While it is possible for there to be an intellectual who is also a "good person" and therefore passing the test of humanity there are also other roads to this same goal. One may think of the "elder", for example, who may not even be intellectually schooled but whose sensitivity to θύμος and character brings an abundance of gifts that may be shared with others (one asks whether that is not also the purpose of the intellect: to share the wealth). A description of this receptive soul can be found in the film Остров, in which the protagonist is described as, "an exposed nerve, which connects to the pains of this world. His absolute power is a reaction to the pain of those people who come to it". To speak of pain is to speak of the domain of the heart more than the mind, and the relevance of the other school may become clearer in this wounded context.
Except the intellect can also learn about sadness.
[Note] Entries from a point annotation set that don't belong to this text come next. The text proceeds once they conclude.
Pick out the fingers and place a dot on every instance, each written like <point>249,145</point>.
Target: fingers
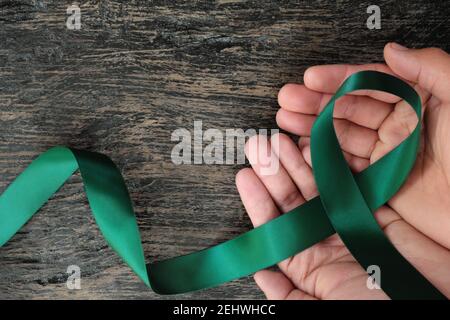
<point>355,163</point>
<point>256,199</point>
<point>276,286</point>
<point>279,184</point>
<point>361,110</point>
<point>429,67</point>
<point>328,78</point>
<point>292,160</point>
<point>354,139</point>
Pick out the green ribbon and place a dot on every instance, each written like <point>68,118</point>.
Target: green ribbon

It can store quotations and learn entire bodies of information on the subject. The problem is whether the information produced on a given occasion is what the doctor would call for or just a gesture of formality: idea matching, in form, the category of experience. The description of Socrates' philosophical beginnings highlights this very problem of form, or appearance, not matching up to essence.
In Plato's Apology, he is said to have tested out the oracle according to which no one was wiser than he. But I think it is important to add that he was not testing out of disrespect or disbelief, rather, it is known that the oracle both reveals as much as it hides, so the spirit behind this testing is rather particular. "'For when I heard this, I thought to myself: “What in the world does the god mean, and what riddle is he propounding? For I am conscious that I am not wise either much or little. What then does he mean by declaring that I am the wisest? He certainly cannot be lying, for that is not possible for him.'” (21b)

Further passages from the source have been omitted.